Tendría unos ocho o nueve años cuando vi “La gran familia”. Recuerdo que lloré muchísimo. Por Chencho y por su abuelo, pero sobre todo por mi madre y por mí. Esa misma tarde, mi madre iba a llevarme a la Plaza Mayor como cada Navidad. De pronto, me levanté del sofá, la abracé con tal fuerza que le hice perder el equilibrio y cayó sobre la mesa, cubierta de espumillón, bolas de colores y las figuritas del Belén, a las que estaba pasando el plumero, tras haberlas frotado previamente con una gamuza amarilla.

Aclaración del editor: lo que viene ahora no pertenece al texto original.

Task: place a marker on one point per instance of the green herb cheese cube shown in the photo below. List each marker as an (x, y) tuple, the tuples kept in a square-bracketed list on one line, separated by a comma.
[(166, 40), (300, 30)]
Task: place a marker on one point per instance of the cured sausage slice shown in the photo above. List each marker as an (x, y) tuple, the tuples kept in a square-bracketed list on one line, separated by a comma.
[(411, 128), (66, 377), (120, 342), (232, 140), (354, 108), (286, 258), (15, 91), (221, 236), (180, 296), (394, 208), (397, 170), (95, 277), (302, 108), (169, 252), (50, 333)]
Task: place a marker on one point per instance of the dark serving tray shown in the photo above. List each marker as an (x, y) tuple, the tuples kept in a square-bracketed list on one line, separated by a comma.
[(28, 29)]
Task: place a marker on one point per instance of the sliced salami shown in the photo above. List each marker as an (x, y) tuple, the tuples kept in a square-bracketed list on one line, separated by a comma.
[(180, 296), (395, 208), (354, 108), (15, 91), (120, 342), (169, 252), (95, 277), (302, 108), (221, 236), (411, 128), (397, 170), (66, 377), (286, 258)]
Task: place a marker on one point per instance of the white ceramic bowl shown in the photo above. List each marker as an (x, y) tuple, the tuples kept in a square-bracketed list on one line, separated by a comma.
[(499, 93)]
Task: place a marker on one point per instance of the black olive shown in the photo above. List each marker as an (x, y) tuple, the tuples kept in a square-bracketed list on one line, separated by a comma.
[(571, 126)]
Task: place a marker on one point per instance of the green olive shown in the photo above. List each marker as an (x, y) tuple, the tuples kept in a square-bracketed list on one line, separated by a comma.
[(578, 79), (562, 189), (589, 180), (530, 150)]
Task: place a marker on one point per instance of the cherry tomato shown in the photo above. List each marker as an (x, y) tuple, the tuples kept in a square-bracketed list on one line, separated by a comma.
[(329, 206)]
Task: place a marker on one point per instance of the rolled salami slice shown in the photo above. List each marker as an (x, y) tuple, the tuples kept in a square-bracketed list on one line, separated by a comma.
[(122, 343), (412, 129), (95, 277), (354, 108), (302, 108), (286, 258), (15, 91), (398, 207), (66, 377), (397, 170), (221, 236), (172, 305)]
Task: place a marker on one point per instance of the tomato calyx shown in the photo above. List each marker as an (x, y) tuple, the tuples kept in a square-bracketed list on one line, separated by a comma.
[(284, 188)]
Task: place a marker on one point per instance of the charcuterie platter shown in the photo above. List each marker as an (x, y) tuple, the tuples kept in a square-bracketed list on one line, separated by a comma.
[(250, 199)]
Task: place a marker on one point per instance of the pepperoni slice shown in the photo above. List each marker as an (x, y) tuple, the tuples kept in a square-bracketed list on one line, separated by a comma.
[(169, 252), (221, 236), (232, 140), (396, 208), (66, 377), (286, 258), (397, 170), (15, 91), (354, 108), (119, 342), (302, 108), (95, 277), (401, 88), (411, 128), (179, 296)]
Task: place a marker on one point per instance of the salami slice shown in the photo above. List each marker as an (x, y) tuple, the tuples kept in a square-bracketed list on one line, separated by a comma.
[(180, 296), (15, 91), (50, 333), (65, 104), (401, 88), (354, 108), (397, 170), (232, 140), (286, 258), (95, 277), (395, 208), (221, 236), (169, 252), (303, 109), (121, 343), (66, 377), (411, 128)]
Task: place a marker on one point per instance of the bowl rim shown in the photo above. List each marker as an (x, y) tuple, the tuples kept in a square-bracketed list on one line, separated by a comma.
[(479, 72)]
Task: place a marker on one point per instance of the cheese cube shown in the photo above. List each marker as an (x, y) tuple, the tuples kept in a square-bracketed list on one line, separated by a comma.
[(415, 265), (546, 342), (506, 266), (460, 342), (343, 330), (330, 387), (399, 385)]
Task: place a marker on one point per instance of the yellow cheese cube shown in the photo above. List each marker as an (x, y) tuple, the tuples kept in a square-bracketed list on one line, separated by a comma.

La había estado observando. Quería asegurarme de que no se enteraba de que estaba llorando. No quería que me viese llorar. Yo era el hombre de la casa. Así pues, me sorprendí a mí mismo con la cara pegada a la suya y las lágrimas escapándoseme de cinco en cinco, mientras le rogaba que nos quedáramos en casa o que, como mucho, bajásemos al Galeprix a comprar la estrella y las luces que se estropearon el año anterior. Esto último lo dije solo para minimizarle el disgusto después de darme cuenta de que a mi madre se le había puesto cara de preocupación, no porque en ese momento me importase en absoluto que los Reyes Magos pudieran pasar de largo sin dejarme regalos, despistados por no encontrarse las luces del árbol encendidas. Lo único que me importaba realmente era convencerla de no ir a la Plaza Mayor. “¿Y si yo me perdía como Chencho? O aún peor, ¿y si se perdía mi madre?”.

Hasta ese día, había soñado con tener una gran familia. Con un padre y siete hermanos como mi amigo Fermín. O mejor con quince y otro en camino, como en la película y con un padrino búfalo y pastelero. Aquella tarde, sin embargo, tuve la certeza de que era imposible que hubiera otra familia en el mundo más feliz que mi madre y yo, aunque solo nos tuviéramos el uno al otro, y a nadie más.

Hoy tengo cincuenta y siete años y he vuelto a ver a Chencho y a su abuelo, pero en esta ocasión no me avergonzaba llorar, sentado junto a Palmira, con las manos entrelazadas. A decir verdad, hemos llorado los dos.

Al poco de conocernos, decidimos que tendríamos una gran familia. Empezamos a llenar nuestros sueños de bolsas de pañales, habitaciones con literas y viajes en una furgoneta cargada de juguetes. Por lo visto, la vida se encaprichó de robarnos los planos de nuestros planes y pronto nos dejó instalados en un apartamento de sesenta metros, en el que vivimos cómodamente desde hace treinta años, ya que nunca ha habido necesidad de espacio para cochecitos de bebé, triciclos, ni mesas de estudio para adolescentes. Pese a todo, hoy igual que me ocurrió hace más o menos medio siglo, he sido consciente de que es imposible que haya en el mundo otra familia más feliz que Palmira y yo, aunque solo nos tengamos el uno al otro, y a nadie más.

En estas fechas seguimos yendo a la Plaza Mayor. Cada año que pasa estoy más seguro de que nunca nos perderemos. Si acaso, nos perderemos juntos.